In another interesting argument by neuro-experts, the very advantage of smartphones becomes a cause for worry. Smartphones encourage you to carry out multiple tasks at once. 

Clifford Nass, professor of communication at Stanford University, reckons, “It is not physiologically healthy for you because (humans) are not built to do a multitude of tasks at one time. Your phone makes you feel like you have to respond, which then increases your stress and harms your cognitive thinking.”

Shraddha Shah, clinical psychologist with the Department of Neurology at KEM is most concerned with the absence of external stimuli and the smartphones impact on children. Shah explains, “This mental process of awareness, perception, reasoning and judgement can only be built if the child experiences something physical, like playing with clay, blocks or a bat and ball. It isn’t possible if s/he is staring into a screen and conquering angry birds.” 

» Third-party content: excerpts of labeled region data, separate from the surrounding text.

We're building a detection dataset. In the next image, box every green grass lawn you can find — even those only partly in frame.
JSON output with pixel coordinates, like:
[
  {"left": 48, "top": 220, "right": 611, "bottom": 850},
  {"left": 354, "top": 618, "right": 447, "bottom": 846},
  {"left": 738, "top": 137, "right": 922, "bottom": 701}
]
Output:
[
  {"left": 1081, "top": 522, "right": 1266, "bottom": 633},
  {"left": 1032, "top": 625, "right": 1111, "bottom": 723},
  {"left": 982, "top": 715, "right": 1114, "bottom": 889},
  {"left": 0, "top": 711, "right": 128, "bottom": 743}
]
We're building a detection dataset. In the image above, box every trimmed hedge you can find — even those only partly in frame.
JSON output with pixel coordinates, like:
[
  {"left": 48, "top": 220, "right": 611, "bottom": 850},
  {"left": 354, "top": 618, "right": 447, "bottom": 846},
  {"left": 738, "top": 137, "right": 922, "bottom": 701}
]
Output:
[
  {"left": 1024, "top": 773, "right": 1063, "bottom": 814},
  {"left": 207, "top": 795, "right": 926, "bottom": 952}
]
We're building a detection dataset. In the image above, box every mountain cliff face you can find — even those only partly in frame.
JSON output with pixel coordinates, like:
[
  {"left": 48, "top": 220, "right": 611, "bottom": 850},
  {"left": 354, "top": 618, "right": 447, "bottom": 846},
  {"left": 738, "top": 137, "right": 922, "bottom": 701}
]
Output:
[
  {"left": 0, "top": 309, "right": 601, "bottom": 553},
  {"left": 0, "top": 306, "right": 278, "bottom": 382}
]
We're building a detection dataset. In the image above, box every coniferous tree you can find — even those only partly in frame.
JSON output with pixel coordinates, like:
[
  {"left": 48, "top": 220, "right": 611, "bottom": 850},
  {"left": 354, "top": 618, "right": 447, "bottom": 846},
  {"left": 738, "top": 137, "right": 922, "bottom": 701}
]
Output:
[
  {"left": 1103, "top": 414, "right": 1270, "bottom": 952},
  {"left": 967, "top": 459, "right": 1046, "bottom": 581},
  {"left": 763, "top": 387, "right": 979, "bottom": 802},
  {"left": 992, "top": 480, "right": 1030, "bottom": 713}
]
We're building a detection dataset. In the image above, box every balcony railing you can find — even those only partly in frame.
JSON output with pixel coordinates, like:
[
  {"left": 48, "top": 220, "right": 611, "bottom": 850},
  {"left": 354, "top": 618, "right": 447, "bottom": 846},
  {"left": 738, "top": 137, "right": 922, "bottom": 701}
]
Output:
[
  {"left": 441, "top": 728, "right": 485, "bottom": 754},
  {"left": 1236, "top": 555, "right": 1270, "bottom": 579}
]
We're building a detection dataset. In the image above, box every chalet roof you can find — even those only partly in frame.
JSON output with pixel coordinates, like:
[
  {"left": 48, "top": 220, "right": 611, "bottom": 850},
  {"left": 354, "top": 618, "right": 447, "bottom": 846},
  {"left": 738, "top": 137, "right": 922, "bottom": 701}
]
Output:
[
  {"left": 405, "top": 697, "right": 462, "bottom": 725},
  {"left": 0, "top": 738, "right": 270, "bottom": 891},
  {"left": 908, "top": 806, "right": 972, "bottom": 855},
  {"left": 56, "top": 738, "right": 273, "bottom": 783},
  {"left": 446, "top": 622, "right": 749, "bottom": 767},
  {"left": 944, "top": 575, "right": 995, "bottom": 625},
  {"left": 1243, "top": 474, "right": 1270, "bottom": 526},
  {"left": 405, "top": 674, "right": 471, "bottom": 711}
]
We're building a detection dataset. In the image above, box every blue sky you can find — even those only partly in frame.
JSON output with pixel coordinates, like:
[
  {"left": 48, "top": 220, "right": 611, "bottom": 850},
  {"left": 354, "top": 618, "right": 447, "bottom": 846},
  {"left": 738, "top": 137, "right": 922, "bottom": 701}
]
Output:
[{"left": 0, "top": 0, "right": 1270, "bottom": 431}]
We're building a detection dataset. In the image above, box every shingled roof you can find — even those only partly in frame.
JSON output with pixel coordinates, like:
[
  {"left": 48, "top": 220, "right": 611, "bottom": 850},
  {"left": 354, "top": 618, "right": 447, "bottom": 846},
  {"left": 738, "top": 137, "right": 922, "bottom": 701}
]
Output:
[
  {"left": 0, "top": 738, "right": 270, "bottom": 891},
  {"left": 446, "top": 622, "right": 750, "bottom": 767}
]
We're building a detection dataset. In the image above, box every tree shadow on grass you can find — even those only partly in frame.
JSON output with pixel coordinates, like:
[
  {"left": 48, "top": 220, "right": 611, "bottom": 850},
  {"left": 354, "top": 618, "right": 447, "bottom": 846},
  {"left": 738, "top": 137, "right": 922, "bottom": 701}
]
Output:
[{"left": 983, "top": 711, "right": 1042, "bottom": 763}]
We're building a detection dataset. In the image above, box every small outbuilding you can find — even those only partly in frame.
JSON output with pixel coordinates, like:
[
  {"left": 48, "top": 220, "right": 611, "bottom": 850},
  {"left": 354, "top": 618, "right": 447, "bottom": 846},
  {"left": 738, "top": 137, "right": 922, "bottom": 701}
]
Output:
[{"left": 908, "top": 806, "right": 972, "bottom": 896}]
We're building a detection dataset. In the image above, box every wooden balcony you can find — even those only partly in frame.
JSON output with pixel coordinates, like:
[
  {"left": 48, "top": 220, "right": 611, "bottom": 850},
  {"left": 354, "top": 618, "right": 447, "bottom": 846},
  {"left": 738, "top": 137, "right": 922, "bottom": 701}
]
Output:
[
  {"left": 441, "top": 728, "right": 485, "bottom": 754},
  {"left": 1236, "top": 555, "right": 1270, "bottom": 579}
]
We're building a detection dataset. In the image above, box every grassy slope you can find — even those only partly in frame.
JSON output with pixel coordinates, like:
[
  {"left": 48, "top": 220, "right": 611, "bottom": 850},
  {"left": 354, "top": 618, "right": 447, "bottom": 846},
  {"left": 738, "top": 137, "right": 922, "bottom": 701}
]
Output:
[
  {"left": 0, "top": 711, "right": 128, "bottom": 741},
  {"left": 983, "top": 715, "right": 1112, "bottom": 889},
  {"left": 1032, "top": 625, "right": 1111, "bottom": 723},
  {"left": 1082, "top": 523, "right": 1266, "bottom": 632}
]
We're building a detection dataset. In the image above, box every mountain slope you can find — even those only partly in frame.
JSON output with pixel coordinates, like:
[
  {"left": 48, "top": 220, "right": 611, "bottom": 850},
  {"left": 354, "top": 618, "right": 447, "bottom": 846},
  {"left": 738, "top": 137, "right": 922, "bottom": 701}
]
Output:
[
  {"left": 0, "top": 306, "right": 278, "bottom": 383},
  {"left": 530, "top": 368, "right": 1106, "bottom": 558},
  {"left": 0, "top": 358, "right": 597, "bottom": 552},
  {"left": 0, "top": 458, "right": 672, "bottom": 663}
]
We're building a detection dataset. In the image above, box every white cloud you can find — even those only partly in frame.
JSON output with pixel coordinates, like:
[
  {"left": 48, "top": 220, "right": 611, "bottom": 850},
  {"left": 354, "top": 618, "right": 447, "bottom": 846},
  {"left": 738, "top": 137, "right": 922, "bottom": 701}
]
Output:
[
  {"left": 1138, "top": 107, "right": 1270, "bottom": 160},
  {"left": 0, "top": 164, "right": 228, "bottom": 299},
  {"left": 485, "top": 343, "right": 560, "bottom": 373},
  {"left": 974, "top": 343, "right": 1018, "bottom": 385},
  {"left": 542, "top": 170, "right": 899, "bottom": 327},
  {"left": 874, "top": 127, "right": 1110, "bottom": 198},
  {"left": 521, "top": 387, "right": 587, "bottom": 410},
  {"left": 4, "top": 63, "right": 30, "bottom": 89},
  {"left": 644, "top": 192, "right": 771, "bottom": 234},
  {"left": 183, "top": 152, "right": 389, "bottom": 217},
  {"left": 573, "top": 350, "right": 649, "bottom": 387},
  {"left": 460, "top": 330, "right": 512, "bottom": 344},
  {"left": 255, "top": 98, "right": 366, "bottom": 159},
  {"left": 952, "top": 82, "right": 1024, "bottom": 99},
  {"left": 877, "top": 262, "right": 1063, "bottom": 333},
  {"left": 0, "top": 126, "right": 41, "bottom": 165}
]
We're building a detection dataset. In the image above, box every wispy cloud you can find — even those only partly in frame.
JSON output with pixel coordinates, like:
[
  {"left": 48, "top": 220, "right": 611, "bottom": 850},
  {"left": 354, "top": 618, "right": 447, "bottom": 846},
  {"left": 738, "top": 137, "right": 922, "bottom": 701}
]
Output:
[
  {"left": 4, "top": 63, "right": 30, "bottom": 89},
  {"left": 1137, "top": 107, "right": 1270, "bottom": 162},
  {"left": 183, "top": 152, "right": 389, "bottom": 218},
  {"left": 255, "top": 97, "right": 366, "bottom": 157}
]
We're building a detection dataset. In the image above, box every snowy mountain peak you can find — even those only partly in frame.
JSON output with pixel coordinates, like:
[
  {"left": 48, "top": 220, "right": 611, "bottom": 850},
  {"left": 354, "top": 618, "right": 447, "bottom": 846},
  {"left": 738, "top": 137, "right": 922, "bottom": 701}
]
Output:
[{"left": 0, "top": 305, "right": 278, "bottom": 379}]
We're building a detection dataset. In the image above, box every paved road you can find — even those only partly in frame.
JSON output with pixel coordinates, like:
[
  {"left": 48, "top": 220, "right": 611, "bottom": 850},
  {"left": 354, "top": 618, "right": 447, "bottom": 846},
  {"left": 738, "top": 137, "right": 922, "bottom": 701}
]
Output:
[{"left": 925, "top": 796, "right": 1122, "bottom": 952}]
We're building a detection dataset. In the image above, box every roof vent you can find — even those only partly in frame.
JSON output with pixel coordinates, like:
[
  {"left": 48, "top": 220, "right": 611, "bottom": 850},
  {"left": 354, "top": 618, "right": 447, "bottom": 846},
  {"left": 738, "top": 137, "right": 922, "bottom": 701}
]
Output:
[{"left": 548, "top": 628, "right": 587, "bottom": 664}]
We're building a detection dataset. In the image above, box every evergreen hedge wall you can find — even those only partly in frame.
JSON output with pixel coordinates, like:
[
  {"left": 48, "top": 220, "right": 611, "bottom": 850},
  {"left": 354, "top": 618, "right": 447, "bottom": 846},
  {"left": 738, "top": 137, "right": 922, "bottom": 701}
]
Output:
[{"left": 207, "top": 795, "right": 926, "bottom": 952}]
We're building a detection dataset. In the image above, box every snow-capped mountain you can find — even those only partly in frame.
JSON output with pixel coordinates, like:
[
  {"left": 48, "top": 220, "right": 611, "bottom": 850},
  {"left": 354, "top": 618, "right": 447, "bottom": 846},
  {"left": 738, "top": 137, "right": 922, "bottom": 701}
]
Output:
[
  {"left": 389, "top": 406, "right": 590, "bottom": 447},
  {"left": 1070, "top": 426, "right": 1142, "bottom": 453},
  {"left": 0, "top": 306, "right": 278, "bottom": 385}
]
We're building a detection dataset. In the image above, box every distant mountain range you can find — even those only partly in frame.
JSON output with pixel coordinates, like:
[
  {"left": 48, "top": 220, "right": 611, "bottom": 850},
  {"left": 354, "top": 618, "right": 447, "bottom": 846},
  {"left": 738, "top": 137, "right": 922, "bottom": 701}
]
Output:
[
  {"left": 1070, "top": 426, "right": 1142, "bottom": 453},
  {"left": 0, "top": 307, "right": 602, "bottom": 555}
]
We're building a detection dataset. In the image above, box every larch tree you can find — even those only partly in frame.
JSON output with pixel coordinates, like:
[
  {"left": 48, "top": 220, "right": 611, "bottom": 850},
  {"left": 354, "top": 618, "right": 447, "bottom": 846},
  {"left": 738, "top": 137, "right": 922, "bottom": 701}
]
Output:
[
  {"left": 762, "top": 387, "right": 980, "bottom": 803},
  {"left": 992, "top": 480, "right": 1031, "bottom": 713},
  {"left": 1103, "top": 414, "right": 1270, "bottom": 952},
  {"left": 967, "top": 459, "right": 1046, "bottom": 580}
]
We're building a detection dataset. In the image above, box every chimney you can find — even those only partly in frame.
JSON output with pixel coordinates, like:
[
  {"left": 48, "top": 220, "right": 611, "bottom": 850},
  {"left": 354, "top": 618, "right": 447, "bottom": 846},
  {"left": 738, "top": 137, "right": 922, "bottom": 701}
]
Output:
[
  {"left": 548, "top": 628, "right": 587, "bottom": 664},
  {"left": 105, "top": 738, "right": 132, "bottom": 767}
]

Physical activities, she adds, help build a child’s motor skills (a learned sequence of movements that combine to produce a smooth, efficient action in order to master a task) that can range from cutting a paper with a scissor to running and jumping. Phones can’t play a role here. 

She discusses Piaget’s Theory of Cognitive Development- a comprehensive theory about the nature and development of human intelligence, that deals with the nature of knowledge and how humans gradually acquire, construct and use it.   

If we were to look into the future and imagine the smartphone design, the only limitations that would exist would be how far the imagination can travel. There will be an evolving AI (artificial intelligence), transparent screens, an impact of wireless power and so much more that is beyond our very own imagination! 


Afterall, as the American philosopher, A.B. Johnson once said, “Mighty Oaks from little acorns grow”.